Let $\sigma(x)=\sigma_1(x)$ denote the classical sum of divisors of the positive integer $x$.
If $\sigma(M)=2M$ and $M$ is odd, then $M$ is called an odd perfect number (hereinafter abbreviated as OPN). It is currently unknown if there are any OPNs. Euler proved that a hypothetical OPN, if one exists, must have the so-called Eulerian form
$$M = p^k m^2$$
where $p$ is the special/Euler prime satisfying $p \equiv k \equiv 1 \pmod 4$ and $\gcd(p,m)=1$.
Dris conjectured in his M. Sc. thesis that $p^k < m$ always holds for an OPN $M$ given in Eulerian form.

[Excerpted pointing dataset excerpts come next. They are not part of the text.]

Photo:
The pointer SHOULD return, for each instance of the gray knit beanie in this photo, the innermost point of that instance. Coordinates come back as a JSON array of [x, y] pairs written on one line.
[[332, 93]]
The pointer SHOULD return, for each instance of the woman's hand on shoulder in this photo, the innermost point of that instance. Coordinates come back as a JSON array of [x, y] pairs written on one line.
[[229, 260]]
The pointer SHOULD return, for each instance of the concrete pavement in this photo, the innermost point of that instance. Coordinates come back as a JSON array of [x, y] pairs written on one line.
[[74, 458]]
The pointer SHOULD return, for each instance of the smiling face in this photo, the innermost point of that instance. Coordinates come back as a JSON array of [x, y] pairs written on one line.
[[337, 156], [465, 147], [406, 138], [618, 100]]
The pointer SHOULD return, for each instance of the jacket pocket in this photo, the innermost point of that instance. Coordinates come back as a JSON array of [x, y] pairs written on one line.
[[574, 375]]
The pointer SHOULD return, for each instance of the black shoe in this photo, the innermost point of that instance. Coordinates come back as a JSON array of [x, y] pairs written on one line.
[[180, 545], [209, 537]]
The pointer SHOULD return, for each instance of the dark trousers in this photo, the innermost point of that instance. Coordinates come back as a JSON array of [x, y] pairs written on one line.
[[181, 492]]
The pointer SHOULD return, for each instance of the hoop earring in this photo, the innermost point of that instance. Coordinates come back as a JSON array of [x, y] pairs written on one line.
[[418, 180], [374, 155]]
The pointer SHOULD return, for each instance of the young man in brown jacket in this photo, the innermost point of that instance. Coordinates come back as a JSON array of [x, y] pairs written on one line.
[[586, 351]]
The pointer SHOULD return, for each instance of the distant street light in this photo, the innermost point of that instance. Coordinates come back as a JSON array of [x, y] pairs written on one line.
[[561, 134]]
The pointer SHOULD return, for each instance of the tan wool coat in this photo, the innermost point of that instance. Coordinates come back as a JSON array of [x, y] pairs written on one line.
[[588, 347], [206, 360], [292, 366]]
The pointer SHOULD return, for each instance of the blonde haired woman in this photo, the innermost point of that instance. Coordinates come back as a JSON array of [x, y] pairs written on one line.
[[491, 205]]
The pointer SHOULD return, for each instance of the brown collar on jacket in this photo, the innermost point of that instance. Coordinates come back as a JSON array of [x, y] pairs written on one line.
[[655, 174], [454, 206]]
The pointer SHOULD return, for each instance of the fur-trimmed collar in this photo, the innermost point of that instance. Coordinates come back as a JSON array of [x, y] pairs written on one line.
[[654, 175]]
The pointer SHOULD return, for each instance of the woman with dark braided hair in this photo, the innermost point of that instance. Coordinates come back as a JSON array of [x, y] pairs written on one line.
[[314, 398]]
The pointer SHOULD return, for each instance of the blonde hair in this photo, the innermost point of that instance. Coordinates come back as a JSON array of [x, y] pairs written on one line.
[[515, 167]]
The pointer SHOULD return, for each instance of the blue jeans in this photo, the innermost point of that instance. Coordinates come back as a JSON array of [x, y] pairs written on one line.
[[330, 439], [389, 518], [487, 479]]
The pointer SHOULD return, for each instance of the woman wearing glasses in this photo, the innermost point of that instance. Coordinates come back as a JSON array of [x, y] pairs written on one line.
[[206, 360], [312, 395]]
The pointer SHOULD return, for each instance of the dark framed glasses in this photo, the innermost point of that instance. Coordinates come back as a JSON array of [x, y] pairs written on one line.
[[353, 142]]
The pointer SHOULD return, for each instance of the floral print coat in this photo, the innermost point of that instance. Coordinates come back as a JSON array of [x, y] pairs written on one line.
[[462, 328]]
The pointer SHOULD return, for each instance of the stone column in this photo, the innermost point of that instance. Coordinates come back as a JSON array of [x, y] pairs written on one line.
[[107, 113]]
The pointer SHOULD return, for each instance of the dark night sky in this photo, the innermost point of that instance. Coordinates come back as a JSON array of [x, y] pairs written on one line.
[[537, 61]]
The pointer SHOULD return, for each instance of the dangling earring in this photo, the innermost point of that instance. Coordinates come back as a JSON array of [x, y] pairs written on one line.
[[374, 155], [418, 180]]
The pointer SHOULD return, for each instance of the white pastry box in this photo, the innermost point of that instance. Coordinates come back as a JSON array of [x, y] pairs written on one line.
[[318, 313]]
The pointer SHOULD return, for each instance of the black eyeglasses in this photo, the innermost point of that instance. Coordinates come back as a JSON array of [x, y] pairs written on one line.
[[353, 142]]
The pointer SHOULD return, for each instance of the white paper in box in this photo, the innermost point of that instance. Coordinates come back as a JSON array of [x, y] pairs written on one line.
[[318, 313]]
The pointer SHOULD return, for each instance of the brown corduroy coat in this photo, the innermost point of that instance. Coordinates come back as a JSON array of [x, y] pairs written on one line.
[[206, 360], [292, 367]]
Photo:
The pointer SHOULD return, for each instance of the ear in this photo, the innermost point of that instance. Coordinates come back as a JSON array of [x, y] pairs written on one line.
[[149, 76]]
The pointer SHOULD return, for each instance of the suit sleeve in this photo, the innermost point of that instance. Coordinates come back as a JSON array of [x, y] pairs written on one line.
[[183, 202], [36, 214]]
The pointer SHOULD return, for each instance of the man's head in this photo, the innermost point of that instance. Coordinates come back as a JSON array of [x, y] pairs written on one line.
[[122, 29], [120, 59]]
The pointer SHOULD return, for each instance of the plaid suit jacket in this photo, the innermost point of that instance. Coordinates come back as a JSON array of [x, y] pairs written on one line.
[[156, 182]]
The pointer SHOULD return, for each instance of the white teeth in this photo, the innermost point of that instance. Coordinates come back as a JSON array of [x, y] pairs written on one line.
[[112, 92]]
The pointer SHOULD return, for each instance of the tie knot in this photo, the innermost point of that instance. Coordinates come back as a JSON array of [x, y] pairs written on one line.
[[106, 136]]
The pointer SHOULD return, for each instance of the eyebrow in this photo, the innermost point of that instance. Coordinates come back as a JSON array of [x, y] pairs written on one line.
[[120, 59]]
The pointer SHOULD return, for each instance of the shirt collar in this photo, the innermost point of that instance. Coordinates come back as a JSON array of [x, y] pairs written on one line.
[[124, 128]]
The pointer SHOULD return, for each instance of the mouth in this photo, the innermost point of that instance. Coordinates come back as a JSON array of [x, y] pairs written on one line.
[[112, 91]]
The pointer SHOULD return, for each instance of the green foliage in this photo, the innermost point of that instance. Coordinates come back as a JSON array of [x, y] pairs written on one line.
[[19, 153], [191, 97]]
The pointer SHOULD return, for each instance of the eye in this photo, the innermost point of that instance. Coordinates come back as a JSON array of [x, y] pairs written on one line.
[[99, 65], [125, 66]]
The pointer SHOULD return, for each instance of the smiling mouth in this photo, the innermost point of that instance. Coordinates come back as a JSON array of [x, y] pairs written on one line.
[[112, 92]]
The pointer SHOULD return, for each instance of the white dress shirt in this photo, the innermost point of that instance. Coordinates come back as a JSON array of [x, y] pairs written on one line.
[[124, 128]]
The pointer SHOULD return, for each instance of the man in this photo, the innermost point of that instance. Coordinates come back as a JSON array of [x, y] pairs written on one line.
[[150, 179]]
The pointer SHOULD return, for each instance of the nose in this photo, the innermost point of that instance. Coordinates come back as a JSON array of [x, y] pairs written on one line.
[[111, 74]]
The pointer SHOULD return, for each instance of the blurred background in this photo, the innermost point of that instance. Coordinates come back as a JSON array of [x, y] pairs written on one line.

Consider the following "proof argument" for $p^k < m$:
Let $M = p^k m^2$ be an OPN given in Eulerian form. Suppose that we have $m^2 < 5p^k$.
Then we have
$$\Bigg(m^2 < 5p^k\Bigg) \iff \Bigg(\frac{m^2}{p^k} < 5 \leq p^k\Bigg) \implies \Bigg(m^2 < p^{2k}\Bigg) \iff \Bigg(m < p^k\Bigg).$$
However, in the paper titled Improving the Chen and Chen result for odd perfect numbers, Broughan et al. show that $\sigma(m^2)/p^k \geq 315$. This implies that
$$\frac{p^k}{m^2} < \frac{2}{315},$$
which contradicts
$$\frac{1}{5} < \frac{p^k}{m^2}.$$
Here is my question:
Does this "proof" indeed show that $p^k < m$ holds? If it does not, can it be mended so as to produce a valid argument?
Best Answer
I think that it does not.
You know that supposing that $m^2\lt 5p^k$ gives a contradiction. So, you have $m^2\geqslant 5p^k$ and "$m^2\lt 5p^k\implies m\lt p^k$" from which you cannot conclude $p^k\lt m$. (If you can show that "$m\lt p^k\implies m^2\lt 5p^k$", then you can say that $m\gt p^k$.)